Le nostre giornate sono piene di opportunità, ma non riusciamo a goderne perché ci è negata l’alternativa suprema, o quella che ora, proprio perché ci è sottratta, consideriamo l’alternativa suprema.

Ma chi ce l’ha sottratta? Non lo so. Non Dio, in ogni caso, perché prima, durante e dopo il virus, è sempre l’uomo che sceglie, sceglie i comportamenti virtuosi o sceglie i comportamenti immorali, nella prosperità così come nella calamità. Perché Dio è l’uomo, il suo pensiero, da cui nasce e dal quale l’uomo gli ha permesso di divincolarsi illudendosi di creare la matrice in cui specchiarsi e, a scelta, confessarsi, prostrarsi, pentirsi, affidarsi, compiacersi.
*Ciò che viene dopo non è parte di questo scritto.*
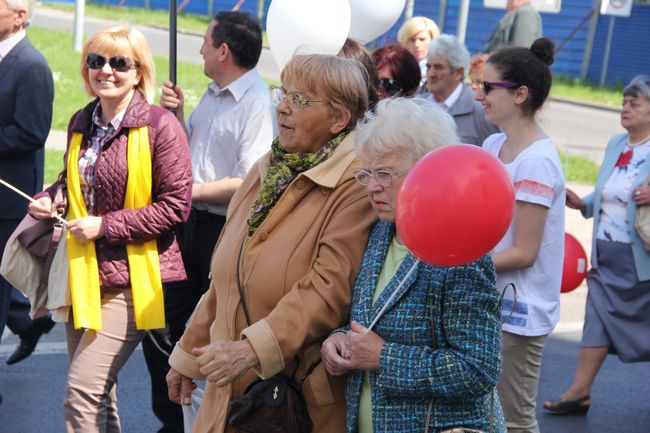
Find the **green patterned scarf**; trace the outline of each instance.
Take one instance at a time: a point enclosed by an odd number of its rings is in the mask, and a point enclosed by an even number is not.
[[[273,206],[280,200],[284,190],[300,174],[316,167],[323,161],[329,159],[334,150],[348,135],[342,132],[331,139],[317,153],[289,153],[280,146],[280,140],[273,140],[271,145],[271,161],[269,172],[262,182],[260,195],[253,203],[250,216],[248,217],[248,237],[253,236],[257,228],[262,225]]]

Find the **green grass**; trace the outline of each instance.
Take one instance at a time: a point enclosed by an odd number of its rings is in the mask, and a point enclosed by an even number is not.
[[[63,170],[63,151],[45,149],[45,185],[51,185]]]
[[[589,185],[596,183],[596,176],[598,176],[600,165],[582,156],[569,155],[562,151],[559,151],[559,153],[567,182],[585,183]]]
[[[573,77],[553,77],[551,96],[619,107],[623,100],[623,86],[597,86]]]
[[[65,12],[74,12],[75,8],[74,5],[58,3],[48,3],[42,7]],[[85,15],[128,24],[146,24],[166,29],[169,28],[169,12],[166,10],[127,8],[86,2]],[[176,26],[178,30],[202,35],[205,33],[205,29],[208,28],[211,19],[208,15],[179,13],[176,18]]]
[[[74,5],[48,3],[42,6],[74,12]],[[214,11],[218,12],[217,10]],[[86,2],[85,15],[105,20],[120,21],[128,24],[140,24],[154,27],[169,28],[169,12],[167,10],[143,9],[124,6],[108,6]],[[209,15],[195,15],[179,13],[176,18],[176,27],[181,32],[205,34],[212,17]],[[262,33],[262,44],[268,46],[266,32]]]
[[[72,36],[41,28],[30,28],[29,38],[47,59],[54,76],[54,113],[52,128],[65,130],[70,117],[90,102],[80,77],[80,54],[72,49]],[[158,82],[169,75],[169,62],[166,58],[154,57]],[[185,113],[189,114],[196,106],[209,83],[203,74],[202,65],[179,62],[178,82],[185,94]],[[159,86],[158,86],[159,87]],[[160,91],[160,90],[158,90]],[[157,95],[155,100],[158,101]]]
Si confrontavano da queste parti voci discordanti sul dopo virus, la voce ottimista e la voce pessimista.

Dopo la convalescenza, non credo che l’avidità umana verrà meno, a dimostrare di aver appreso la lezione.

Non mi illudo e non sono ottimista, la memoria si affievolisce in fretta. Giusto le cronache e i rotocalchi buonisti ci ammoniranno, con modi pacati, in modo da non urtarci troppo.

Qualunque cosa, sarà comunque una questione di scelta. Come è sempre stato.